The word Over-tourism was coined in 2016 by a writer at media company Skift. Over-tourism happens when the number of tourists far exceeds the capacity of a place to sustain the ecosystem. In the long run the destination becomes unsustainable. Also ,when there are too many visitors especially to little hamlets which is what is attracting tourists to Meghalaya, the quality of life for the local communities can diminish; their early morning silence is broken by the cacophony of visitors coming at unearthly hours of 4 am to watch the sunrise. The surrounding natural environment can be negatively affected, and the quality of the tourists’ experience can decline. Also, the fact that there is as yet no robust garbage management system at these places is a huge worry.
The Government of Meghalaya takes pride in the number of footfalls touching Meghalaya which was to the tune of 15 lakhs in 2019. The pandemic years saw a decline but tourism has now picked up. For village tourism the Government has decided to rely on local communities to develop their destinations while only playing the role of facilitator and helping communities to build toilets, viewpoints and homestays etc. This is a good practice except for the fact that communities are largely untrained. Only a few people within the community have the wherewithal to interface with tourists. There are no clear guidelines for tourists on what they can and cannot do. Hence tourists adopt a for free for all attitude. It is unfortunate that every tourist destination is littered with liquor bottles, plastic water bottles and more. These are eyesores for the tourists with aesthetic sense. Community tourism demands that the community take charge of the tourism in their village and they actively participate as stakeholders who earn either by producing local artefacts, selling food or running homestays. Young people in that village can be trained to be qualified guides. In this aspect the Institute for Hotel Management (IHM) Shillong has been training different batches of young people to manage tourism in their villages. Perhaps the IHM needs to tap the youth from different tourist destinations. Community tourism puts people (the entire community) at the centre of decision-making so that tourism benefits the entire community and not just a few organisations.
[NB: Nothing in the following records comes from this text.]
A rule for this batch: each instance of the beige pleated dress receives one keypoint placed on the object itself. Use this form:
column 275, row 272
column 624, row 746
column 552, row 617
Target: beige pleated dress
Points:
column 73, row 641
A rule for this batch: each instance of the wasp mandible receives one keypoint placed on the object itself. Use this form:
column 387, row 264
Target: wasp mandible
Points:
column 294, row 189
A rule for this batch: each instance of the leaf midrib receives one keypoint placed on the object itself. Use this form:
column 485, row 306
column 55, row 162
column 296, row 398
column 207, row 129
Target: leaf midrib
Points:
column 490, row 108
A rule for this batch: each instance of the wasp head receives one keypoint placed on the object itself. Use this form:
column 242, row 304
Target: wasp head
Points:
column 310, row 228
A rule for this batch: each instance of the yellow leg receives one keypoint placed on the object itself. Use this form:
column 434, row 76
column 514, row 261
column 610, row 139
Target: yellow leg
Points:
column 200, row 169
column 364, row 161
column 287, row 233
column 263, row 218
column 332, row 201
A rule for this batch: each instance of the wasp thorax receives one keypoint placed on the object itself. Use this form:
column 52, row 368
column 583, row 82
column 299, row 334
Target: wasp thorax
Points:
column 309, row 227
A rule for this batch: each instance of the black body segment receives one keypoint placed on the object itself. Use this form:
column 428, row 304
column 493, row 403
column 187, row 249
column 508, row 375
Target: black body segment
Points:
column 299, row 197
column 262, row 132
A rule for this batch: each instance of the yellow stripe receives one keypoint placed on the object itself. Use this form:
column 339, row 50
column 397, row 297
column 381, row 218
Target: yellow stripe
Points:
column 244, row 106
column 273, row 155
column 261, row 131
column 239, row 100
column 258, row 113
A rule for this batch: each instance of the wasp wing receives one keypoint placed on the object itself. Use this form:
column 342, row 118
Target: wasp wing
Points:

Community-based tourism is a contrast to large-scale tourism. Local people in general do not have enough information, resources, and strength in solving various decisions. Often the locals are mere objects and are vulnerable to exploitation. Hence the State Government needs to step in to build the capacity of the communities where tourist have started flocking in hordes even before the communities are prepared. Also, each community must decide whether it actually wants to attract ‘tourists’ who come to stay and spend money or just ‘excursionists’ who visit and leave without spending anything except the pittance of Rs 30 or 50 as entry fees into the village. There’s much that the Government has to do to ensure that mass tourism does not kill Meghalaya’s tourism prospects.